Electronic – What am I doing wrong here? LED and Multimeter [Noob]

multimeter

As a disclaimer, I am new to this and this is my first multimeter but I have tried researching this problem before asking here, I seem to be doing what the other people do in videos but getting no results.

I bought some LEDs and a resistor kit along with an arduino Uno R3.
Just to show that the components were working I connected them to the arduino and ran the blink demo.

To get started with my multimeter i decided to measure resistance of my resistors and all was good. I tried a 10ohm and 220ohm resistor and got the desired results.

Then I wanted to try the continuity setting. Hooked up the multimeter to just some wire and it beeped as expected. Then I connected across the resistor but got no beep. I was a bit confused as I thought it would work. Is that possible to do? My thoughts were it as a quick way of checking if resistors were still working as opposed to checking for infinite resistance. I put a pin in this one because i wasn't sure but couldnt find an answer to this.

I consulted the manual and it said the following about continuity and diode check [next]:
enter image description here

Ah ha! surely this is the cause of no beep seeing as a was using a 220ohm resistor. I replaced it with a 10ohm resistor but still no beep. Im confused again, sigh.

What is meant by?

*Open voltage: about 0.5V

After this I tried to use the diode check and calculate the forward voltage drop. Using the LED that I knew was working at the time i connected it as followed with COM on the cathode and + on the annode:

[pic 5]

Now I was confused again because on most videos their LED would light up even if not so brightly. Mine doesn't. Also, the display sits on .0L with no change.
I tried switching to continuity and there was no beep (although I don't think it should work in regular use?)

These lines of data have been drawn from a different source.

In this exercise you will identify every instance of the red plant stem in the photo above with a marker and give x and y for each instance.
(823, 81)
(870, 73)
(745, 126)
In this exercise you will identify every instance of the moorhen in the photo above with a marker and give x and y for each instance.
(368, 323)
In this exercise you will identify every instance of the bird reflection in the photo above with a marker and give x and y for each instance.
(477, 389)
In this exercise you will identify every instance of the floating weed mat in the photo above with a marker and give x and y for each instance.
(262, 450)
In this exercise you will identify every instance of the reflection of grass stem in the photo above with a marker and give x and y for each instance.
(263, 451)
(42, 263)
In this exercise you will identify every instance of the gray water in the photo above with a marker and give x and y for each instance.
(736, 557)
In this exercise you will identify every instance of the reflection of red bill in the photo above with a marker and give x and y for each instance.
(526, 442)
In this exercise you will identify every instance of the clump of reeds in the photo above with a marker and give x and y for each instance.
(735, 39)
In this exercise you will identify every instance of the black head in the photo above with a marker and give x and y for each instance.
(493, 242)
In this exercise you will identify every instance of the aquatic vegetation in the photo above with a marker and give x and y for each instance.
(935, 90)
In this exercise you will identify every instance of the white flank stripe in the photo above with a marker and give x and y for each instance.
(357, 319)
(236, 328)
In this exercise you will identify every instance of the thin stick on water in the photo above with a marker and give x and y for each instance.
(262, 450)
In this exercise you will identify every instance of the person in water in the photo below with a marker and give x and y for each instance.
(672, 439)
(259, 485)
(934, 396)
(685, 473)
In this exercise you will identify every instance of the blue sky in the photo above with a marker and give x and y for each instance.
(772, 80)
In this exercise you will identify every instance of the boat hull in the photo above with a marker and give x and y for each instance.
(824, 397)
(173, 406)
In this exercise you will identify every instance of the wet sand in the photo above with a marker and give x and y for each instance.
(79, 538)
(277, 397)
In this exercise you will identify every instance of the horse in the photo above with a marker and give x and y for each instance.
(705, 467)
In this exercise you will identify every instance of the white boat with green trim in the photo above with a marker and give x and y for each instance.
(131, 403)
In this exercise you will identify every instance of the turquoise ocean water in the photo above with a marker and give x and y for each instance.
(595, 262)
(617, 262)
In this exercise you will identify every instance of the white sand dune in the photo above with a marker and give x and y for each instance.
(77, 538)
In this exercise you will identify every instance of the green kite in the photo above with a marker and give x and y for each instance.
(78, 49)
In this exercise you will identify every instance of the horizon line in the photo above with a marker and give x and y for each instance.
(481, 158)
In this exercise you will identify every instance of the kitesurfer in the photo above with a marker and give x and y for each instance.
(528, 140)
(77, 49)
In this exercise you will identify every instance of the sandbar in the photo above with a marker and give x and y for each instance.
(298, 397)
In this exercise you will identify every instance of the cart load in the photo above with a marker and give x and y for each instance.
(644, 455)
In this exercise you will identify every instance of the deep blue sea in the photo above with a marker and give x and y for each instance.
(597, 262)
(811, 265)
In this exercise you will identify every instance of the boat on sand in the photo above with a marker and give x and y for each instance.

What the manual says about diode check is posted above.
is the multimeter not providing enough to overcome the forward drop and thus not able to measure anything? or am I doing this completely wrong?

Serious apologies for the long post but I haven't gotten much progress on my own.

Best Answer

Open voltage

This is the voltage across the leads when in that mode. Since the open voltage in diode check mode is only 1.48V, it is unlikely that a LED with a forward voltage much higher than that (usually at least 2.2V) will test properly.